What role does comedy play in social change?

None. None. Every major movement in the history of the planet that’s gone forward didn’t do it with comics. Ain’t nobody funny down on the front lines. After it’s over, then the comedy comes in with commentary. Look at all of the news people in the world who cover war — they’re not telling jokes.

 

In that case, what place does comedy play in the healing, after the war or after a major social change?

It plays a big role. I was born in 1932, but let’s say I was born in 1972. I can go now to a play that’s a comedy about how stupid the Germans was. About how stupid we were to go into Vietnam. As a black person, I can do a comedy about how we went and killed and were killed in Vietnam, and now a Vietnamese person can come into black neighborhood and open up a shop that we can’t open up. There’s a lot of humor in that. Comedy is really a disappointment with a funny ending. When you pick up that little baby, that grandchild, and throw him up in the air, there’s a horrible look on his face. But when you catch him, he says, “Do it again!”

 

You’ve had more careers than most people have jobs within one career. At this point, what is your relationship with stand-up comedy?

I don’t follow entertainment. I’ve never followed entertainment. I’ve always been listed in the phone book, I’ve never had a bodyguard. I am where I am now, because in the wicked segregated area I was born — I didn’t see any white folks — I started out doing comedy making $5 a night. And it was from black folks with no money. They could come for three shows, no door charge, paid 35 cents for a bottle of beer. And that’s why I’m one of the few comics who can stand up on stage and talk for 24 hours, because I refused to do the same show over to the same audience. It was those black folks that came and saw me when I wasn’t funny, tolerated me, pushed me all the way downtown to clubs where they couldn’t come and see me. That’s why any movement that comes up, I’ll be there.

 

The political atmosphere feels so angry and bleak. Is there any place that you find a sense of optimism?

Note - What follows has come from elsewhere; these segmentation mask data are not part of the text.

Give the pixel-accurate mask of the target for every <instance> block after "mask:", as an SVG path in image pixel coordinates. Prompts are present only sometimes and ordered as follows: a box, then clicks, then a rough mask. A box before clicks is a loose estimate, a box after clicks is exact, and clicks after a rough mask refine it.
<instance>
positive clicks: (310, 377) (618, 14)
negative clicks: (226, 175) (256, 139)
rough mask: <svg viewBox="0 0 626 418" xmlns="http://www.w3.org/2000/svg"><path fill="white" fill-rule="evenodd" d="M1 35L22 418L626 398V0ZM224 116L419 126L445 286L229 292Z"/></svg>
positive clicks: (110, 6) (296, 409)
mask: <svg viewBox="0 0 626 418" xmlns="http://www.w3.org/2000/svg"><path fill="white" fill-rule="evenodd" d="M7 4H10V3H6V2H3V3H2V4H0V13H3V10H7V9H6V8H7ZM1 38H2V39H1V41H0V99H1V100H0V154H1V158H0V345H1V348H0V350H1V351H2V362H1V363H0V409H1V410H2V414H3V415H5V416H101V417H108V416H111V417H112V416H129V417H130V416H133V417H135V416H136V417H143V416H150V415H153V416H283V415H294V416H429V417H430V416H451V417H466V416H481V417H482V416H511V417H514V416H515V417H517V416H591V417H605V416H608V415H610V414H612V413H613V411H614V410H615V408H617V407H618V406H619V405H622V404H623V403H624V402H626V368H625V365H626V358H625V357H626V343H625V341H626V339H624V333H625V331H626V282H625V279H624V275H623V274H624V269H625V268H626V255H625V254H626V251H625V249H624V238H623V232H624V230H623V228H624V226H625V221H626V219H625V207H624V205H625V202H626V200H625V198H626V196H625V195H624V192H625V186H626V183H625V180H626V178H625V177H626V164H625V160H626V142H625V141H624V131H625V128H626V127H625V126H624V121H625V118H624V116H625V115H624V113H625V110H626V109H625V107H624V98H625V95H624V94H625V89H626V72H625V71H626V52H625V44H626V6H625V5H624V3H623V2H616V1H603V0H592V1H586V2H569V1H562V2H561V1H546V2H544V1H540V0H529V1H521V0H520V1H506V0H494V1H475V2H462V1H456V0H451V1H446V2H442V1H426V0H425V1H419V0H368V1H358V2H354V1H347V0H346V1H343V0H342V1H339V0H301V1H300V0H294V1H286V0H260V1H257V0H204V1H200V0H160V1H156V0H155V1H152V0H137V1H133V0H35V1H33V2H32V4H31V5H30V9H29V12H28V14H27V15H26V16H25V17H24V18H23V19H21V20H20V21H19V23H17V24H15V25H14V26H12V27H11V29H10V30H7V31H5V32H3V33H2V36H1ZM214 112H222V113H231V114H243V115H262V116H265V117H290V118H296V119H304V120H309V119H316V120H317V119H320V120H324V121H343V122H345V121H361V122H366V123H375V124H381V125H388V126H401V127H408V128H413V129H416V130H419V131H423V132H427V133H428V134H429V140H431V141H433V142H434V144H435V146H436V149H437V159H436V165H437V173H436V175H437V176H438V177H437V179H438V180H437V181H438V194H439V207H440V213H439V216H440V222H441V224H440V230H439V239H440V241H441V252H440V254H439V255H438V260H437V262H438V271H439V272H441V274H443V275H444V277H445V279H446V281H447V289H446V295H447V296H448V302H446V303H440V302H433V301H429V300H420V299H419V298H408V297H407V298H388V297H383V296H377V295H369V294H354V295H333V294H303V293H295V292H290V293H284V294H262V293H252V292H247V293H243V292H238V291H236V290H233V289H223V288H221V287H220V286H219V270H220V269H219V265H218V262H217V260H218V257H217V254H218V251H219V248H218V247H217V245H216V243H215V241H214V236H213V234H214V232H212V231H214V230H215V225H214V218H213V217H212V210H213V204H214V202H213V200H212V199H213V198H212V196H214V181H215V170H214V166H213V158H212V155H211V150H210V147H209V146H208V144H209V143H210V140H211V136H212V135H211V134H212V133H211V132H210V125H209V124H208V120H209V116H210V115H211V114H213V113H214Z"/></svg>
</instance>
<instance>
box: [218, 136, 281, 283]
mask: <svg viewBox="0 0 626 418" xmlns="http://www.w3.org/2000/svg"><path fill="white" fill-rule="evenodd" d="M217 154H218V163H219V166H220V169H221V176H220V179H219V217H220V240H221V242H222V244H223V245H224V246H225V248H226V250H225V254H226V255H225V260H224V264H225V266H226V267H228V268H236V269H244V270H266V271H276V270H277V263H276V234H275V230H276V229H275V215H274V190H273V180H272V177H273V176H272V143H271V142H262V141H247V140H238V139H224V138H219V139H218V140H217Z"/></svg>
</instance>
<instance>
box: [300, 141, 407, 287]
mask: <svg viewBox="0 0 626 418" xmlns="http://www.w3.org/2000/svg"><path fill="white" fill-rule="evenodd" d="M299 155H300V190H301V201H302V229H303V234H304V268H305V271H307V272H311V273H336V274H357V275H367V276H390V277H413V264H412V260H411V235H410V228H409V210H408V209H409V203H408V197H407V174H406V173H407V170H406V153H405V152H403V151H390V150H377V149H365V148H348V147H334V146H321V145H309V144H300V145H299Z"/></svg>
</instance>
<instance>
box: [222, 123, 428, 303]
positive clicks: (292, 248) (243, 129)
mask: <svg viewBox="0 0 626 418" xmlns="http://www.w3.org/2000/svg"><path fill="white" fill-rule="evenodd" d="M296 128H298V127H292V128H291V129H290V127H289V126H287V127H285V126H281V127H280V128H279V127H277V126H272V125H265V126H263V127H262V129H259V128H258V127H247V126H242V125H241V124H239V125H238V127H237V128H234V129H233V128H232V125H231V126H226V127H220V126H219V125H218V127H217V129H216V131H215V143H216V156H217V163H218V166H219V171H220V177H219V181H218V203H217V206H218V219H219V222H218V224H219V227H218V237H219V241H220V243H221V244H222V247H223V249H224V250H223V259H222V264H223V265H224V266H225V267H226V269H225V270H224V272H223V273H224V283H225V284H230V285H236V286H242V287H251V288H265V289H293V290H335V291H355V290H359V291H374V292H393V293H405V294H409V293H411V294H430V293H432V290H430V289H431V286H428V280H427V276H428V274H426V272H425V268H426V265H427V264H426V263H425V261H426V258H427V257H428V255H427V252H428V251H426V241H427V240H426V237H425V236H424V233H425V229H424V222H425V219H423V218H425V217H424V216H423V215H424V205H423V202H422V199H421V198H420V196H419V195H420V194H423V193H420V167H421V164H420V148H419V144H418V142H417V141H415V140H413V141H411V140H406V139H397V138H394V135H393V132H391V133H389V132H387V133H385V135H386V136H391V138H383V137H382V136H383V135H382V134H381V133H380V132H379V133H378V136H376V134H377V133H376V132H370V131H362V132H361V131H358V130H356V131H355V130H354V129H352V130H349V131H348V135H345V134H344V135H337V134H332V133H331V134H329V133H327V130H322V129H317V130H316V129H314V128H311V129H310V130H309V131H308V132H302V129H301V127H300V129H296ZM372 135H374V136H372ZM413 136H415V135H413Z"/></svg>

If you go to death row, they’ve got comedy. They’re laughing and talking. You go to the military hospital, where people are losing their limbs? They’ve got comedy there. … When I first started, I used to do stand-up in clubs and say, “One day, there’ll be a nightclub called Slave Ship. That’s how far we’ll be away from the pain. People will say, ‘Where you going?’ ‘I’m going to the Slave Ship tonight, man.’”

If you go

Dick Gregory performs on March 27 at 7:30 p.m. at Carolines on Broadway, 1626 Broadway, 212-757-4100, $32.75-$103.50.